There are two popular approaches.  One is to provide a clone method as you mentioned, like so.
public class C implements Cloneable {
    @Override public C clone() {
        try {
            final C result = (C) super.clone();
            // copy fields that need to be copied here!
            return result;
        } catch (final CloneNotSupportedException ex) {
            throw new AssertionError();
        }
}
Pay attention to the "copy fields ... here!" part.  The initial result is only a shallow copy, meaning that if there's a reference to an object, both the original and result will share the same object.  For example, if C contains private int[] data you'd probably want to copy that.
...
final C result = (C) super.clone();
result.data = data.clone();
return result;
...
Note that you don't need to copy primitive fields, as their content is already copied, or immutable objects, as they can't change anyways.

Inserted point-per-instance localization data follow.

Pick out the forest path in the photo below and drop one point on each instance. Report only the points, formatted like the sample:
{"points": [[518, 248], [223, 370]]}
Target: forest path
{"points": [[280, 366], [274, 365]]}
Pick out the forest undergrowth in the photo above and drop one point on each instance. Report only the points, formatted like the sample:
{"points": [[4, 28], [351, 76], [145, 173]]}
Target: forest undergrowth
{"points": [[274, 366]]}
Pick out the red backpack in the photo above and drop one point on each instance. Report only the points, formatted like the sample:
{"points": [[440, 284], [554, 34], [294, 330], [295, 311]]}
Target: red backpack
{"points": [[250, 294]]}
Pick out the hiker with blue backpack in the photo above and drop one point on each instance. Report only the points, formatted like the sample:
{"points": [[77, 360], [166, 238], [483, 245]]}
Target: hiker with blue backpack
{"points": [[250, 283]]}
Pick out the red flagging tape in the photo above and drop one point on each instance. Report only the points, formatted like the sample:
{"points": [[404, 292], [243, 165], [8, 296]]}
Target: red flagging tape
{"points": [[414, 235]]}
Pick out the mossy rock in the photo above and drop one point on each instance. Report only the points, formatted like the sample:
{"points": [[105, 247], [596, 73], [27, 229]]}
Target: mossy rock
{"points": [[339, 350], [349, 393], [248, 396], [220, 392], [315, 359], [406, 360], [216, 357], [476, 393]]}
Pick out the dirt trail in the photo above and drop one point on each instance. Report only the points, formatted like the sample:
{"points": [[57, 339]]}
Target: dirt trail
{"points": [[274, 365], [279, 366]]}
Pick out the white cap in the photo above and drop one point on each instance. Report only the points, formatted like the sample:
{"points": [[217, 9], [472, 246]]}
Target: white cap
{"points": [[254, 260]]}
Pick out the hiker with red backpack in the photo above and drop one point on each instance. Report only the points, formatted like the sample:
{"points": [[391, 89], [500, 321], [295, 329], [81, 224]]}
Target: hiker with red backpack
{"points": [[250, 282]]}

The second approach is to provide a copy constructor.
public class C {
    public C(final C c) {
        // initialize this with c
    }
}
Or a copy factory.
public class C {
    public static C newInstance(final C c) {
        return new C(c);
    }
    private C(final C c) {
        // initialize this with c
    }
}
Both approaches have their respective properties.  clone is nice because its a method, so you don't have to know the exact type.  In the end, you should always end up with a "perfect" copy.  The copy constructor is nice because the caller has a chance to decide, as can be seen by the Java Collections.
final List c = ... 
// Got c from somewhere else, could be anything.
// Maybe too slow for what we're trying to do?
final List myC = new ArrayList(c);
// myC is an ArrayList, with known properties
I recommend choosing either approach, whichever suits you better.
I'd use the other approaches, like reflective copying or immediate serializing/deserializing, in unit tests only.  To me, they feel less appropriate for production code, mainly because of performance concerns.